Bill Removing Confederate Holidays Heads Next To Panel Led By Descendant Of Soldier
Will a descendant of a Confederate soldier be willing to agenda a controversial bill that’s next heading to his Florida Senate committee? The measure would get rid of certain holidays on the Florida books, which includes Confederate Memorial Day.
When it comes to observed holidays, some of the more well-known ones include New Year’s Day, Thanksgiving’s Day, and Veteran’s Day. Even, Martin Luther King Day just passed last month.
Four days after that is the birthday of Robert E. Lee, who served as the commander of the Confederates States Army during the Civil War.
Since 1895, his birthday’s been considered a legal Florida holiday along with Confederate Memorial Day.
Ten years later, the birthday of Jefferson Davis—a President of the Confederate States—also became a legal holiday.
Now, more than a century later, Sen. Lauren Book (D-Plantation) wants to remove them as state holidays.
“This bill would repeal the legal holidays in Florida for Confederate Memorial Day and the birthdays of Robert E. Lee and Jefferson Davis,” she said.
And, Book says the goal behind her bill is simple.

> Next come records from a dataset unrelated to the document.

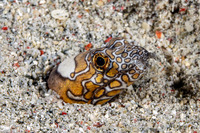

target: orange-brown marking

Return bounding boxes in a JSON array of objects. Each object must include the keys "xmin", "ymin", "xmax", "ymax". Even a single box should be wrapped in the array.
[
  {"xmin": 106, "ymin": 62, "xmax": 119, "ymax": 77},
  {"xmin": 139, "ymin": 51, "xmax": 143, "ymax": 55},
  {"xmin": 126, "ymin": 44, "xmax": 133, "ymax": 48},
  {"xmin": 70, "ymin": 72, "xmax": 75, "ymax": 78},
  {"xmin": 127, "ymin": 48, "xmax": 133, "ymax": 52},
  {"xmin": 116, "ymin": 57, "xmax": 122, "ymax": 63},
  {"xmin": 95, "ymin": 74, "xmax": 103, "ymax": 83},
  {"xmin": 84, "ymin": 81, "xmax": 100, "ymax": 100},
  {"xmin": 122, "ymin": 74, "xmax": 134, "ymax": 86},
  {"xmin": 95, "ymin": 47, "xmax": 105, "ymax": 51},
  {"xmin": 75, "ymin": 51, "xmax": 89, "ymax": 73},
  {"xmin": 62, "ymin": 92, "xmax": 86, "ymax": 104},
  {"xmin": 104, "ymin": 79, "xmax": 108, "ymax": 83},
  {"xmin": 133, "ymin": 56, "xmax": 138, "ymax": 60},
  {"xmin": 115, "ymin": 46, "xmax": 125, "ymax": 55},
  {"xmin": 135, "ymin": 66, "xmax": 139, "ymax": 70},
  {"xmin": 109, "ymin": 80, "xmax": 121, "ymax": 88},
  {"xmin": 132, "ymin": 73, "xmax": 140, "ymax": 79},
  {"xmin": 122, "ymin": 52, "xmax": 128, "ymax": 58},
  {"xmin": 105, "ymin": 49, "xmax": 115, "ymax": 59},
  {"xmin": 95, "ymin": 89, "xmax": 105, "ymax": 98},
  {"xmin": 95, "ymin": 99, "xmax": 110, "ymax": 105},
  {"xmin": 130, "ymin": 50, "xmax": 137, "ymax": 56},
  {"xmin": 108, "ymin": 37, "xmax": 123, "ymax": 47},
  {"xmin": 87, "ymin": 99, "xmax": 92, "ymax": 104},
  {"xmin": 114, "ymin": 42, "xmax": 122, "ymax": 47},
  {"xmin": 124, "ymin": 58, "xmax": 131, "ymax": 63},
  {"xmin": 129, "ymin": 69, "xmax": 135, "ymax": 74},
  {"xmin": 121, "ymin": 64, "xmax": 127, "ymax": 69},
  {"xmin": 107, "ymin": 90, "xmax": 122, "ymax": 96},
  {"xmin": 129, "ymin": 64, "xmax": 133, "ymax": 68}
]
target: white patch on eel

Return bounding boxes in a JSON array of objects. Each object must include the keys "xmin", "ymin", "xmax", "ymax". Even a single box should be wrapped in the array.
[{"xmin": 57, "ymin": 56, "xmax": 76, "ymax": 78}]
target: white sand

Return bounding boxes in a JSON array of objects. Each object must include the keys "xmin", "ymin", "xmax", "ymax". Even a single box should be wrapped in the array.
[{"xmin": 0, "ymin": 0, "xmax": 199, "ymax": 132}]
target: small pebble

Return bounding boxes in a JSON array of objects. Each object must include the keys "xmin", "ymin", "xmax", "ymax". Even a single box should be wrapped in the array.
[
  {"xmin": 142, "ymin": 22, "xmax": 151, "ymax": 32},
  {"xmin": 98, "ymin": 0, "xmax": 104, "ymax": 6},
  {"xmin": 51, "ymin": 9, "xmax": 69, "ymax": 20},
  {"xmin": 185, "ymin": 21, "xmax": 194, "ymax": 32}
]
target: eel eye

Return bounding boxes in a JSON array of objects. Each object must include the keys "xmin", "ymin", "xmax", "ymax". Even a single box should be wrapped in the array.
[
  {"xmin": 96, "ymin": 56, "xmax": 105, "ymax": 66},
  {"xmin": 93, "ymin": 53, "xmax": 109, "ymax": 71}
]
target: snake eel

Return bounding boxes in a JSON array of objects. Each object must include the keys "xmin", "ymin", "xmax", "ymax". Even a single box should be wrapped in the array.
[{"xmin": 48, "ymin": 37, "xmax": 151, "ymax": 105}]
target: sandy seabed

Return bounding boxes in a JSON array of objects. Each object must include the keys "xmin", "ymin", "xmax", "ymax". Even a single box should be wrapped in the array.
[{"xmin": 0, "ymin": 0, "xmax": 200, "ymax": 132}]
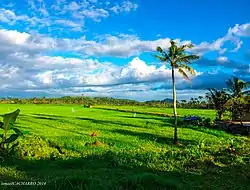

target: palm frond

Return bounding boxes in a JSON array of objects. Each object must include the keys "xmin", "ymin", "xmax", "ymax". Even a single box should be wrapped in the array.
[
  {"xmin": 169, "ymin": 41, "xmax": 177, "ymax": 58},
  {"xmin": 226, "ymin": 78, "xmax": 233, "ymax": 88},
  {"xmin": 177, "ymin": 55, "xmax": 200, "ymax": 63},
  {"xmin": 179, "ymin": 44, "xmax": 194, "ymax": 51},
  {"xmin": 180, "ymin": 64, "xmax": 196, "ymax": 76},
  {"xmin": 243, "ymin": 90, "xmax": 250, "ymax": 95},
  {"xmin": 226, "ymin": 76, "xmax": 249, "ymax": 97},
  {"xmin": 206, "ymin": 88, "xmax": 230, "ymax": 110},
  {"xmin": 239, "ymin": 80, "xmax": 249, "ymax": 89},
  {"xmin": 153, "ymin": 54, "xmax": 168, "ymax": 62},
  {"xmin": 178, "ymin": 68, "xmax": 190, "ymax": 81},
  {"xmin": 156, "ymin": 46, "xmax": 164, "ymax": 53},
  {"xmin": 155, "ymin": 46, "xmax": 170, "ymax": 62}
]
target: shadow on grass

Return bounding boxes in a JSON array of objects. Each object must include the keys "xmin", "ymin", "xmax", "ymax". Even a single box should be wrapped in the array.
[
  {"xmin": 95, "ymin": 107, "xmax": 174, "ymax": 117},
  {"xmin": 19, "ymin": 116, "xmax": 88, "ymax": 137},
  {"xmin": 18, "ymin": 114, "xmax": 234, "ymax": 141},
  {"xmin": 1, "ymin": 151, "xmax": 249, "ymax": 190},
  {"xmin": 31, "ymin": 115, "xmax": 59, "ymax": 121},
  {"xmin": 20, "ymin": 114, "xmax": 151, "ymax": 130},
  {"xmin": 119, "ymin": 115, "xmax": 172, "ymax": 123},
  {"xmin": 32, "ymin": 113, "xmax": 64, "ymax": 118},
  {"xmin": 76, "ymin": 117, "xmax": 150, "ymax": 129},
  {"xmin": 184, "ymin": 125, "xmax": 229, "ymax": 137},
  {"xmin": 112, "ymin": 129, "xmax": 197, "ymax": 146}
]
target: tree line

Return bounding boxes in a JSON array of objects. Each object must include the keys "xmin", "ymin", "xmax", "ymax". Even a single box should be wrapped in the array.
[{"xmin": 0, "ymin": 95, "xmax": 224, "ymax": 109}]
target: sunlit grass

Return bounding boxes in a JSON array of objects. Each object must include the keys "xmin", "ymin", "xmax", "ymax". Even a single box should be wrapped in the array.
[
  {"xmin": 0, "ymin": 104, "xmax": 249, "ymax": 190},
  {"xmin": 95, "ymin": 105, "xmax": 217, "ymax": 119}
]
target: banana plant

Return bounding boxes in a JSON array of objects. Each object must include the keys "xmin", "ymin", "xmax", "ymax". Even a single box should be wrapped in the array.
[{"xmin": 0, "ymin": 109, "xmax": 22, "ymax": 155}]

“I’ve been a Floridian my entire life, born and raised, and I love, appreciate, and honor our state’s unique heritage and culture—from the melting pot that is South Florida to North Florida’s warm Southern charm,” she added. “Our diversity is part of what makes our state so great. Our history is rich and undeniable, and no one is seeking to erase that. However, I believe we must underscore diversity and undercut tributes that celebrate the Confederacy, which upheld the institution of slavery and perpetuated inequality and division in our country.”

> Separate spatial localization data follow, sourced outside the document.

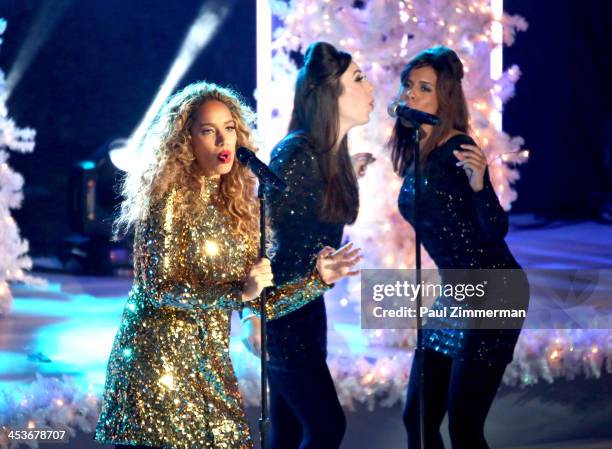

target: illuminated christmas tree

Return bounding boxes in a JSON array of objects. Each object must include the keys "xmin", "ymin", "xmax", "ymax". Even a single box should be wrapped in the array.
[
  {"xmin": 248, "ymin": 1, "xmax": 612, "ymax": 394},
  {"xmin": 266, "ymin": 0, "xmax": 528, "ymax": 328},
  {"xmin": 0, "ymin": 18, "xmax": 38, "ymax": 314}
]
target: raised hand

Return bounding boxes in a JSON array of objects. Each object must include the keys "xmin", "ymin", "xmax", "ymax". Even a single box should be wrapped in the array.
[
  {"xmin": 315, "ymin": 242, "xmax": 362, "ymax": 285},
  {"xmin": 351, "ymin": 152, "xmax": 376, "ymax": 178},
  {"xmin": 453, "ymin": 143, "xmax": 487, "ymax": 192}
]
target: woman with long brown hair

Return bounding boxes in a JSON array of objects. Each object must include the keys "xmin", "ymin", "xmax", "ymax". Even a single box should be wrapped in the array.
[
  {"xmin": 94, "ymin": 81, "xmax": 357, "ymax": 449},
  {"xmin": 242, "ymin": 41, "xmax": 374, "ymax": 449},
  {"xmin": 390, "ymin": 46, "xmax": 529, "ymax": 449}
]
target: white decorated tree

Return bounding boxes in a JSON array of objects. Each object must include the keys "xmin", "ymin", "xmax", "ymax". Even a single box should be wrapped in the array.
[
  {"xmin": 0, "ymin": 18, "xmax": 38, "ymax": 315},
  {"xmin": 267, "ymin": 0, "xmax": 528, "ymax": 343},
  {"xmin": 253, "ymin": 1, "xmax": 611, "ymax": 394}
]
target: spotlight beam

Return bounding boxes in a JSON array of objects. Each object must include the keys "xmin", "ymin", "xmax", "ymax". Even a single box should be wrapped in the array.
[
  {"xmin": 127, "ymin": 0, "xmax": 234, "ymax": 155},
  {"xmin": 6, "ymin": 0, "xmax": 74, "ymax": 99}
]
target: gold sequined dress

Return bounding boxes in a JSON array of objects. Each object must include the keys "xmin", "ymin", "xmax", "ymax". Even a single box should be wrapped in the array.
[{"xmin": 95, "ymin": 179, "xmax": 330, "ymax": 449}]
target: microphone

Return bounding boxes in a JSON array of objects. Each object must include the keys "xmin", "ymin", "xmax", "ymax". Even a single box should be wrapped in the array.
[
  {"xmin": 236, "ymin": 147, "xmax": 288, "ymax": 192},
  {"xmin": 387, "ymin": 100, "xmax": 441, "ymax": 126}
]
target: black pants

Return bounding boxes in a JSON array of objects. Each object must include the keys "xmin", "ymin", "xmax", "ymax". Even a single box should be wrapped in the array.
[
  {"xmin": 268, "ymin": 359, "xmax": 346, "ymax": 449},
  {"xmin": 403, "ymin": 348, "xmax": 507, "ymax": 449}
]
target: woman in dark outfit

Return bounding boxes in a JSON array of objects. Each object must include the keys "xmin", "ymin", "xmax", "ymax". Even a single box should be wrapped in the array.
[
  {"xmin": 242, "ymin": 41, "xmax": 374, "ymax": 449},
  {"xmin": 391, "ymin": 46, "xmax": 529, "ymax": 449}
]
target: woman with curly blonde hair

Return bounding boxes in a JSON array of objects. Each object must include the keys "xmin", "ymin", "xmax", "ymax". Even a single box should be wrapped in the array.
[{"xmin": 95, "ymin": 81, "xmax": 358, "ymax": 449}]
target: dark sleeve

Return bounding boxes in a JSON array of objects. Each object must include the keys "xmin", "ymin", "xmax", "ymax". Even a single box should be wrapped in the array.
[
  {"xmin": 446, "ymin": 135, "xmax": 509, "ymax": 242},
  {"xmin": 239, "ymin": 136, "xmax": 331, "ymax": 321},
  {"xmin": 267, "ymin": 136, "xmax": 324, "ymax": 284},
  {"xmin": 471, "ymin": 167, "xmax": 509, "ymax": 241}
]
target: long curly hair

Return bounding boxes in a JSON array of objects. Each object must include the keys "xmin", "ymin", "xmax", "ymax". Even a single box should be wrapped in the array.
[{"xmin": 114, "ymin": 81, "xmax": 259, "ymax": 242}]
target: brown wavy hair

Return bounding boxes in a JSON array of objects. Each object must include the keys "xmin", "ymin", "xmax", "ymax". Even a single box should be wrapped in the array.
[
  {"xmin": 389, "ymin": 46, "xmax": 471, "ymax": 176},
  {"xmin": 289, "ymin": 41, "xmax": 359, "ymax": 224},
  {"xmin": 114, "ymin": 81, "xmax": 259, "ymax": 242}
]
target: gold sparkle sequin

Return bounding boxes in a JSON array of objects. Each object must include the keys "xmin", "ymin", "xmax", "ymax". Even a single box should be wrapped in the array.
[{"xmin": 95, "ymin": 178, "xmax": 330, "ymax": 448}]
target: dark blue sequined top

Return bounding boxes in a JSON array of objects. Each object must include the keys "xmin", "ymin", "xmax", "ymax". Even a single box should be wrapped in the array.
[
  {"xmin": 266, "ymin": 132, "xmax": 346, "ymax": 366},
  {"xmin": 398, "ymin": 134, "xmax": 528, "ymax": 366}
]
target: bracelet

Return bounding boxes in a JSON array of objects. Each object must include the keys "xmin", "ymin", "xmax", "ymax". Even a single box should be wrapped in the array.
[
  {"xmin": 314, "ymin": 267, "xmax": 333, "ymax": 288},
  {"xmin": 241, "ymin": 313, "xmax": 258, "ymax": 324}
]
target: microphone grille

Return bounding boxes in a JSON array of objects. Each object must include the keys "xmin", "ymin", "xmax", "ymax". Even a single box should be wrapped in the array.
[{"xmin": 387, "ymin": 100, "xmax": 400, "ymax": 118}]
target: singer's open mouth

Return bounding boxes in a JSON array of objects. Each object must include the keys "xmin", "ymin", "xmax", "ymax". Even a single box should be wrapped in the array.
[{"xmin": 217, "ymin": 150, "xmax": 232, "ymax": 163}]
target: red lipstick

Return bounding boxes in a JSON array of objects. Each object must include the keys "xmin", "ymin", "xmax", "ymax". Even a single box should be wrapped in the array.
[{"xmin": 217, "ymin": 150, "xmax": 232, "ymax": 164}]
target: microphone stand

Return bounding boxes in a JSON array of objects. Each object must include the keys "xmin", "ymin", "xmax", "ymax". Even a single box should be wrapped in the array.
[
  {"xmin": 236, "ymin": 146, "xmax": 286, "ymax": 449},
  {"xmin": 411, "ymin": 122, "xmax": 426, "ymax": 449},
  {"xmin": 392, "ymin": 105, "xmax": 439, "ymax": 449},
  {"xmin": 257, "ymin": 182, "xmax": 270, "ymax": 449}
]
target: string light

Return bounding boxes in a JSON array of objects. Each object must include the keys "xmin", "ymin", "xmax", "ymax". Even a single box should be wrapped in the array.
[{"xmin": 15, "ymin": 0, "xmax": 536, "ymax": 416}]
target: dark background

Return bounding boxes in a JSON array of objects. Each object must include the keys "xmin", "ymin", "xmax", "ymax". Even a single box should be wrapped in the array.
[
  {"xmin": 0, "ymin": 0, "xmax": 257, "ymax": 257},
  {"xmin": 504, "ymin": 0, "xmax": 612, "ymax": 216},
  {"xmin": 0, "ymin": 0, "xmax": 610, "ymax": 258}
]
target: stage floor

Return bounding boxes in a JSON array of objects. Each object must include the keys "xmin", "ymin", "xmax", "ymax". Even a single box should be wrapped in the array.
[{"xmin": 1, "ymin": 219, "xmax": 611, "ymax": 448}]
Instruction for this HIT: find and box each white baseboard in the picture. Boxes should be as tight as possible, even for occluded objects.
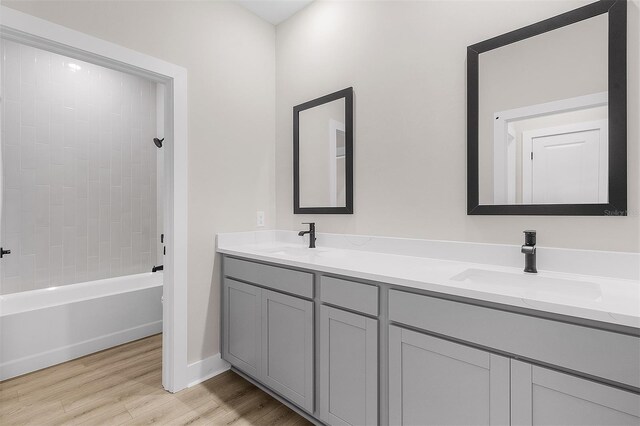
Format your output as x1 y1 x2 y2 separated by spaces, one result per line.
0 321 162 381
187 353 230 387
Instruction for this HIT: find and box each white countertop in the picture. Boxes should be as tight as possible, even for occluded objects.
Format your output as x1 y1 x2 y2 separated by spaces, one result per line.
216 231 640 329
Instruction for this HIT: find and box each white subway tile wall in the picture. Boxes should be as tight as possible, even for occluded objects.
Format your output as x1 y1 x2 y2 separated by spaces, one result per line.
1 40 159 295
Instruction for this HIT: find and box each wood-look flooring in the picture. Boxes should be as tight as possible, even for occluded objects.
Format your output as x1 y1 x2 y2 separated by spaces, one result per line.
0 334 312 425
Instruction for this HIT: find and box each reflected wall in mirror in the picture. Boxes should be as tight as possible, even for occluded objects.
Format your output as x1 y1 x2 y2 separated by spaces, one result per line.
294 87 353 214
468 0 627 215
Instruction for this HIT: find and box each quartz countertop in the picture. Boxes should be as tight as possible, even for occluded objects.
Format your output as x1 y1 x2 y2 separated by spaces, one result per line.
217 232 640 330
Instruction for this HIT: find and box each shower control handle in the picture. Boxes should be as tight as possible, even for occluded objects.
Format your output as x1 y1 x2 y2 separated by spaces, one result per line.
0 248 11 259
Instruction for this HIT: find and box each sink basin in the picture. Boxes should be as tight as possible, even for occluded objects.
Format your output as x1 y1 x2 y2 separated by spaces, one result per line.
256 246 348 261
259 246 329 258
261 247 312 257
450 268 602 302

But, Mary Barlow—also a native Floridian--doesn’t feel that way. As a mother, she says she’s strongly against Book’s bill.
“And, I’ve been here, my family has been here for seven generations,” said Barlow. “We helped settle Putnam County. These men, these holidays…these are celebrations that I was raised up on. These are men that my three boys—son to be my four boys—they were raised up to honor. These are strong white role models that the South…we still deserve to have our heroes.”
And, Henry Russ—a Jacksonville resident—agrees.
“This is nothing more than cultural genocide, and when you erase the minority—and the Southern white people are in the minority—and you take away our monuments and our heroes, that is cultural genocide plain and simple,” he said.
As for Book, she says while she understands their passions, this is the right thing to do.
“This is a very sensitive issue, and with respect to everyone, I do understand that, and I don’t do this lightly,” Book stated.
And, the Senate Community Affairs Committee passed the measure on a 4-2 vote, with two Republicans opposed. The measure now heads to a committee chaired by Ocala Republican Senator Dennis Baxley, a descendant of a Confederate soldier. His thoughts on the bill? Baxley calls the measure “disheartening.”
“This bill does nothing to change anything or accomplish anything,” he stated. “It just simply insults these people about their ancestors. I wish this cultural purge would stop. I don’t think it’s healthy for us. It’s creating division, and I think it’s disrespectful to our ancestors. And, whatever you think of their history, without them we wouldn’t even be here.”
So, having said that, is Baxley willing to hear the bill in his Senate Governmental and Oversight committee?
“Well, I try to never pre-suppose these things,” he added. “You know, I always try to listen to the sponsor, but my opinion of this approach of erasing our history and somehow disparaging and discrediting others is not a productive thing. So, we’ll give it due consideration.”
Meanwhile, its House companion bill has not yet had a hearing.